Of course there are often going to be strong correspondences, which is why 
mapping tools are really important, but to think that you could create the 
one true system (TM) that has the "proper" concepts that everyone should 
map to because their databases contain mere records seems like a fallacy!

> I will read "protein" as "protein class", so as not to confuse the set 
> with the individual member of the set, OK?

OK, "protein class". The individual member would be a real "protein 
molecule" that exists somewhere for real, perhaps in a test tube :-)

> When someone makes a statement, such as the ones about the BAG-1 
> isoforms I cite in another message to Phil, I don't think that we should 
> say this is an artificial set of real things.  While it may be the case 
> that there is a certain amount of ambiguity in exactly which set of 
> proteins "BAG-1 p33" identifies, we know some things that I think would 
> be profitable to be conveyed in OWL.

If someone mentions some name like BAG-1, it's not always clear what is 
meant, and in fact this may depend on the field of research of the author. 
Someone with more experience in text mining could probably comment on this.
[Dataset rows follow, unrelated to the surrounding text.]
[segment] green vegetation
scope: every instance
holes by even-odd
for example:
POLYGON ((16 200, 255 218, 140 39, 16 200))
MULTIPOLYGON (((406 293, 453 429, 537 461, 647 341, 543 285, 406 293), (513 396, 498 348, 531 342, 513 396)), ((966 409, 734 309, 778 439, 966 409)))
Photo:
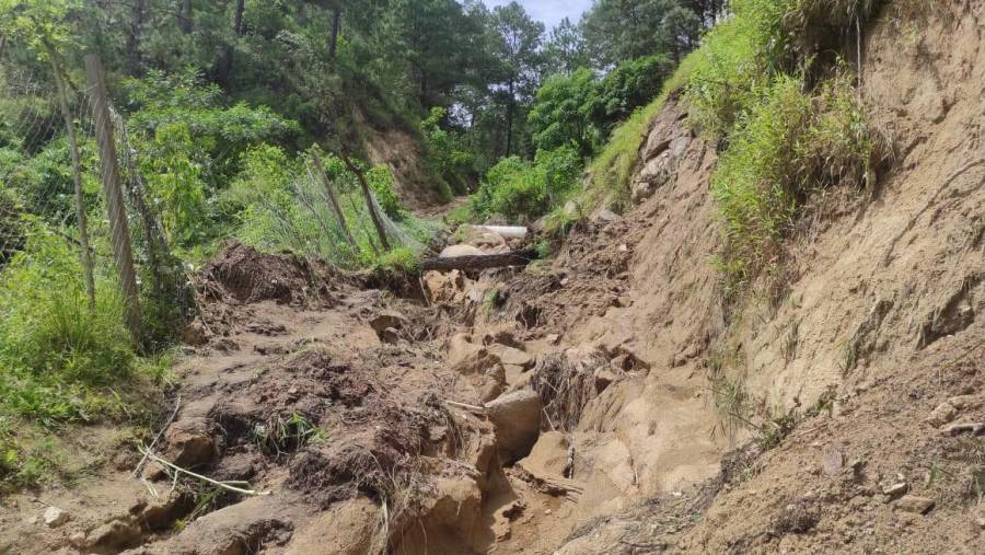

The "namespace" for "BAG-1" here is the article (being conservative). 
Ideally you'd want to map this to something that is more widely used/known, 
such as HGNC [] (specific for human 
stuff), or perhaps even UniProt [].

> For example:
> a) There is no protein that is both a member of the set "BAG-1 p33" 
> identifies and also a member of the set "BAG-1 p33" identifies.
> b) If it turns out at a later date that the properties (e.g. being able 
> to inhibit apoptosis) ascribed to proteins in the set identified by 
> "BAG-1 p33" only were true when the protein was phosphorylated, and some 
> different, conflicting properties(e.g. not being able to inhibit 
> apoptosis) became known of the unphosphorylated ones, then we would have 
> to say that our original statements about "BAG-1 p33" needed to be 
> modified to be statements about the set of proteins identified as  e.g. 
> "phospho BAG-1 p33". I.e. we would name a new set of things: "phospho 
> BAG-1 p33", know it was a subset of the set of things identified as 
> "BAG-1 p33", that it was also disjoint from the set of things identified 
> by "BAG-1 p29". We would be able to answer the question: If we cause 
> "BAG-1 p33" proteins to be overexpressed, but knock out the kinase that 
> phosphorylates such proteins, do we expect(or do we have any evidence to 
> support believing) apoptosis to be inhibited?